Странные звуки, похожие на тихое похрюкиванье, раздались в пещерных потемках: это он засмеялся. Но тут же и замолчал, резко оборвав смех, притих, насторожился; его изощренный слух уловил какие-то подозрительные шумы, где-то вдалеке прозвучавшие голоса. Эти шумы, эти голоса не оставались на месте, а медленно приближались к его жилищу, и чем ближе подходили они, тем яснее становилось, что людей много – не один, не два, а, может быть, пять или даже десять, и что движутся они не кучкой, не вместе, а рассыпавшись цепью, в ряд.

Он испугался, забыл про смешных лягушат; затаив дыхание, съежился в комок, старался втиснуть свое большое тело в тесное углубление, образовавшееся в той стене землянки, прижавшись к которой он обычно спал. Голоса все приближались. Он уже различал отдельные выкрики, смех, треск валежника под ногами; вот кто-то свистнул пронзительно, кто-то тяжело затопал, побежал, кто-то споткнулся, упал, сердито выругался. Все это было страшно, в каждом звуке таилась опасность, но страшнее всего было то, что, как он понял, люди эти не просто шли по какому-то своему делу, не просто случайно, мимоходом оказались в этом месте, как случайно тут не раз проходили узенькой тропочкой по-над берегом то ребятишки с удочками, то женщины с грибными кошелками, то навьюченные рюкзаками горластые туристы… Люди, приближавшиеся к потаенному месту, искали кого-то, шарили в кустах, в ямах, в буераках.

Кого же они искали?

Всякий зверь, учуяв охотника, понимает так, что охотник ищет именно его. Точно так поиски приближающихся людей поняло и это забившееся в яму существо. Да и как же иначе было понимать то, что происходило там – на поверхности земли, в лесу? Ведь люди-то уже ходили возле самой норы, и их разговоры, выкрики и отдельные замечания были недвусмысленны. Один кричал: «Эй, Петро, гляди, какая ямища!» Другой: «Ну-ка, друг, подсоби вот эту кореняку сдвинуть, вроде бы под ней лаз какой-то…» И третий, и четвертый, и пятый – все искали, лазили по бесчисленным щелям, углублениям и ямам, громко, весело переговариваясь между собой, перекликаясь голосами и свистом, пока кто-то, видимо, их старшой, не сказал: «Ну, шабаш, ребята, перекурим…»

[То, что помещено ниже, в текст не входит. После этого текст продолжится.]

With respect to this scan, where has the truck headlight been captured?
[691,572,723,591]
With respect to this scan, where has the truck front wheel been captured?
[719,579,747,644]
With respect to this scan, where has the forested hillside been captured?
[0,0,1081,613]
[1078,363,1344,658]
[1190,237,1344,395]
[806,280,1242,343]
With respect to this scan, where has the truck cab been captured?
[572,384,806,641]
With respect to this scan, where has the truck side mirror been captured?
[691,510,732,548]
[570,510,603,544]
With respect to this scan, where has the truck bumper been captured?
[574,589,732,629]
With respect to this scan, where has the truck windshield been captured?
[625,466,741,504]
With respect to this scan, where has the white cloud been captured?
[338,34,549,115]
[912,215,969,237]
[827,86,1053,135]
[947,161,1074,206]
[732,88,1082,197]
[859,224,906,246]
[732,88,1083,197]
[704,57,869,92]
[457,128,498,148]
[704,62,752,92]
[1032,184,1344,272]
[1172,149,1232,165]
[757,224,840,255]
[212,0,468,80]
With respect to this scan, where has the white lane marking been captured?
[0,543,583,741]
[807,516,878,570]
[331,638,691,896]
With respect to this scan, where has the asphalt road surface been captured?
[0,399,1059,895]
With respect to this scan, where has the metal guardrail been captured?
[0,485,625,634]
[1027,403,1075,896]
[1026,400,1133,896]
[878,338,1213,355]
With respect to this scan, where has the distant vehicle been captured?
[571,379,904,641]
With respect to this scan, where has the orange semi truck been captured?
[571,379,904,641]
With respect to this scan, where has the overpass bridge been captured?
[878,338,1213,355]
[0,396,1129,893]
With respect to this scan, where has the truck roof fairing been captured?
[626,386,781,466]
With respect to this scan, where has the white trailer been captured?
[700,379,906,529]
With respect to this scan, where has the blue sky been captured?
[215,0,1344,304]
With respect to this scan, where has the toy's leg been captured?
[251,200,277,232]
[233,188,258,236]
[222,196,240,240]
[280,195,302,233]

И тогда голоса несколько удалились и шум поутих. Но тот, хоронящийся в пещерке, продолжал лежать, скорчившись в самой неудобной позе, крепко сжав челюсти, почти не дыша, слушая гулкие толчки своего сердца и ни на минуту не прекращавшуюся возню лягушат. Он плотно втиснулся в углубление, но этого ему показалось мало, и он подгреб к себе землю, засыпал ею себя, и так пролежал в неподвижности весь остаток дня, до тех пор, пока, наконец, окончательно смолкли голоса.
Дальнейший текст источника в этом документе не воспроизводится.